J’ai bien quelques idées, mais je vais d’abord m’efforcer de recueillir l’avis de Michel Fromaget sur le sujet. Et peut-être aussi celui du lecteur, puisque chaque article de volte – espace est ouvert au commentaire.
Voici juste la suite et fin de ce « merveilleux » texte :
« Pourtant, malgré la qualité magique et surprenante de cette perception visuelle, il ne s’agissait ni d’un rêve, ni d’une révélation ésotérique. Plutôt l’inverse : un éveil soudain qui m’arrachait au sommeil de la vie ordinaire, la fin d’un rêve, une réalité qui rayonnait de sa propre lumière, et pour la première fois lavée de la pensée qui obscurcit. C’était la révélation tant attendue de l’évidence même, un moment de clairvoyance dans l’histoire confuse de ma vie. Je cessais d’ignorer une chose que (depuis ma plus tendre enfance, en tout cas) je n’avais pu voir, égaré par trop d’occupations ou de faux-fuyants.
C’était une attention nue, sans jugement, à une réalité qui n’avait pas cessé de me « dévisager » mon absence totale de visage. Bref, tout cela était parfaitement simple, ordinaire et direct, au-delà du raisonnement, de la pensée, et des mots.
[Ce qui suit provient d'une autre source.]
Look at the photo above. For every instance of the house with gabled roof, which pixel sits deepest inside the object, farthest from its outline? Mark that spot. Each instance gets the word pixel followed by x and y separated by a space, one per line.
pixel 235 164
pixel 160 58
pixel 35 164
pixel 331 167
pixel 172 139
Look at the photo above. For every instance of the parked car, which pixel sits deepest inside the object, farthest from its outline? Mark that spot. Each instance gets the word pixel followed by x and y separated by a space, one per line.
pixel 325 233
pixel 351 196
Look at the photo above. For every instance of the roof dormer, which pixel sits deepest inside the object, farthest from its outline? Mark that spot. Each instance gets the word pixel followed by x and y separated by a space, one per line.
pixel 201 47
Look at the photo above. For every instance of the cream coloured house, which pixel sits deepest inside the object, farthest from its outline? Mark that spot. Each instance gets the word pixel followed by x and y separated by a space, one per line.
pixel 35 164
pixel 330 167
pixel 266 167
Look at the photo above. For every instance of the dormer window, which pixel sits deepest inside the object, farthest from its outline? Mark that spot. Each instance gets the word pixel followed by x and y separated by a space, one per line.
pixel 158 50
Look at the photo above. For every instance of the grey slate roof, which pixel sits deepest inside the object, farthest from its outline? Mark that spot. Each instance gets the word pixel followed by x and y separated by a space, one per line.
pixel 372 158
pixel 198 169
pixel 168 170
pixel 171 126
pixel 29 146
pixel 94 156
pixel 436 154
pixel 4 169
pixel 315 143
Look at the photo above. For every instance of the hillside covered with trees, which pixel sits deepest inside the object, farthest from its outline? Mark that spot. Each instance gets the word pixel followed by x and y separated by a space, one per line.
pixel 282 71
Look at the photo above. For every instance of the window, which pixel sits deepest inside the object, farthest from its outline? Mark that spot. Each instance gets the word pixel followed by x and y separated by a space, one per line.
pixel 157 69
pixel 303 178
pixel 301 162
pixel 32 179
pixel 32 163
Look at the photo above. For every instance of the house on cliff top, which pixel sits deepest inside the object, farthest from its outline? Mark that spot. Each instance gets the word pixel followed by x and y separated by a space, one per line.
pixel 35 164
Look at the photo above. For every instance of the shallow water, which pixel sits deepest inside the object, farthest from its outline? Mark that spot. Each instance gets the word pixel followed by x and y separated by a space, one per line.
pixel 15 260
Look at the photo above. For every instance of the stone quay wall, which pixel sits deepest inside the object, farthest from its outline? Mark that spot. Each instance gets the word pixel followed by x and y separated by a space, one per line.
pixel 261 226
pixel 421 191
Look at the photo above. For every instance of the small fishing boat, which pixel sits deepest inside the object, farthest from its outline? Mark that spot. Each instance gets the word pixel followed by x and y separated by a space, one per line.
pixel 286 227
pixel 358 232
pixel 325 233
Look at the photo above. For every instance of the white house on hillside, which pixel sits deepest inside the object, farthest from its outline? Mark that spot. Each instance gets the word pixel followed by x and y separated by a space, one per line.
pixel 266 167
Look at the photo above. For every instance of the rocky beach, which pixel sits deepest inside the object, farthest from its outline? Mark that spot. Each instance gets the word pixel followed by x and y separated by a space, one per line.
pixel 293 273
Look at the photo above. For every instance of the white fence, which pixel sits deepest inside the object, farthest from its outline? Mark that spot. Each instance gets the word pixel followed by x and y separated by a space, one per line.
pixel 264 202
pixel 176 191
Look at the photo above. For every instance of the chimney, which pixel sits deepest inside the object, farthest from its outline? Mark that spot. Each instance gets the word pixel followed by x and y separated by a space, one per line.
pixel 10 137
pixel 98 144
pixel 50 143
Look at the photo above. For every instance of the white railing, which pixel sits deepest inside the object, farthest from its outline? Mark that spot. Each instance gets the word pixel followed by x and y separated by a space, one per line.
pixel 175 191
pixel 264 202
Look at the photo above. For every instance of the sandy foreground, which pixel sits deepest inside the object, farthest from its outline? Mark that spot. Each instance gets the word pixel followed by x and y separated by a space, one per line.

En dehors de l’expérience elle-même ne surgissait aucune question, aucune référence, seulement la paix, la joie sereine, et la sensation d’avoir laissé tomber un insupportable fardeau.«
Cordialement
¹ – En anglais :
« It was all, quite literally, breathtaking. I seemed to stop breathing altogether, absorbed in the Given. Here it was, this superb scene, brightly shining in the clear air, alone and unsupported, mysteriously suspended in the void, and (and this was the real miracle, the wonder and delight) utterly free of « me », unstained by any observer. Its total presence was my total absence, body and soul. Lighter than air, clearer than glass, altogether released from myself, I was nowhere around. »
« On Having No Head », 1961
² – « Je est un autre », Maurice Zundel, Paris, Desclée de Brouwer, 1971 ; Québec, Anne Sigier, 1997.
³ – J’aime trop l’œuvre de Samivel en général et « L’œil émerveillé » – ouvrage aussi exceptionnel que méconnu – en particulier pour me contenter de la citation extraite par Michel Fromaget. Je trouverai mieux. Mais je le remercie d’attirer l’attention sur cet artiste majeur.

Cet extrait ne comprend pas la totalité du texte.